I am not saying that if one wants to be sustainable, one has to give up profit. I think the general thought is that if you want to be sustainable, you’ll have to take out a few more bills out of the wallet. The idea is of course, in the long run, the investment will pay off, but many people aren’t interested in the long run. But Sustainability does not have to mean an immediate sacrifice of economic profit or immediate results. I watched a TED talk, not sure which one at the moment, in which a man described how analysts developed a method for a company’s produce manufacturing process that actually used recycled by-products and waste of the manufacturing process into their manufacturing process. In this way waste became a resource and the manufacturing process turned into a closed, self sustaining loop. In this case, the company not only reduced and recycled, they also saved a considerable amount of money! There are many opportunities to apply sustainable ideas in fields such as manufacturing processes and other fields. In fact, there is a growing interdisciplinary field called Industrial Ecology (relating to the systems field of industrial engineering) that focuses on the use of materials in a variety of systems and streamlining the production and use of these materials in the name of sustainability. These cases will actually save money instead of sucking it up, and you save the environment at the same time!

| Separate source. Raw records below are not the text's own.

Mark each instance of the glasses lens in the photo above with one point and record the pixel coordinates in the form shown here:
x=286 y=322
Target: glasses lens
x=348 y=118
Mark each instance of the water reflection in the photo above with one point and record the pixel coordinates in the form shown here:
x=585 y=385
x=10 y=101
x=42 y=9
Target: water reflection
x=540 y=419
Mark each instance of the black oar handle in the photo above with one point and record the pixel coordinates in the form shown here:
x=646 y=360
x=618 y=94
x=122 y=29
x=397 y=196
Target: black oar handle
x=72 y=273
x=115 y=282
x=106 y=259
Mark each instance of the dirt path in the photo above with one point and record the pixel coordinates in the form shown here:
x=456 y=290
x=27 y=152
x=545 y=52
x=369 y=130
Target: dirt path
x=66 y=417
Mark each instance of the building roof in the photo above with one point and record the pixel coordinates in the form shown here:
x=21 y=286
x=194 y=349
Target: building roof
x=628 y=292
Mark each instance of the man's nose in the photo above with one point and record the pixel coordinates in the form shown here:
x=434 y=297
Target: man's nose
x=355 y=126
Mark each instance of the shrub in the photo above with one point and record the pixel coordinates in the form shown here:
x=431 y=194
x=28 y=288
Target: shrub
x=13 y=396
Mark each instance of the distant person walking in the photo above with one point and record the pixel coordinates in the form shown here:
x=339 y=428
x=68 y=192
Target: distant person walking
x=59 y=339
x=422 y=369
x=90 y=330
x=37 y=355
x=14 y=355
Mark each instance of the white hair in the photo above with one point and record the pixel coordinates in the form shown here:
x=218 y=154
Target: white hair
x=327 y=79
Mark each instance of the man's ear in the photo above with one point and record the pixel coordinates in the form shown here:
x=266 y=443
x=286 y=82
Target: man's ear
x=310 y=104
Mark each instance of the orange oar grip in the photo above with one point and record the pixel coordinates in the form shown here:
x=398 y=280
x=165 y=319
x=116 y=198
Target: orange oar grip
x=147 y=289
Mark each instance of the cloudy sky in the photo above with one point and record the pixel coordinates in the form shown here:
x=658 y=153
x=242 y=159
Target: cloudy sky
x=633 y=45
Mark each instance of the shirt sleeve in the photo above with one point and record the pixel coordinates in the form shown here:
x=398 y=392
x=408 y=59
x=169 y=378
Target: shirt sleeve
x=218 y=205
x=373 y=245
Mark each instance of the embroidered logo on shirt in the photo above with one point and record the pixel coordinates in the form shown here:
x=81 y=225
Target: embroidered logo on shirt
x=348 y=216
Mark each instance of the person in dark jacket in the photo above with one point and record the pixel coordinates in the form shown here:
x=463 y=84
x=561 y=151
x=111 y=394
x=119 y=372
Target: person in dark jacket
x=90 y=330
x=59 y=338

This applications are vast, and I think the results can be quite beneficial if we start prioritizing – what do we really want to maximize/minimize? Admittedly, I don’t really know a lot about Systems Engineering and the precise work it entails, but it’s something that I’m sure I will keep an eye on, especially as it’s applications continue to grow. Sustainability doesn’t have to mean a reduction of profit, it can provide benefits, not just for companies, but for government and citizens. After all, as a professor once told me, a city isn’t just a collection of green buildings, it’s an entire system and it’s that entire system that needs to be green. There are a growing number of companies that are starting to realize the importance of ”greening” technology and computer, systems and information engineers are understanding the impact they can have on issues such as international development and sustainability. Hopefully that will provide the kick this society needs to get running again…hopefully on renewable energy.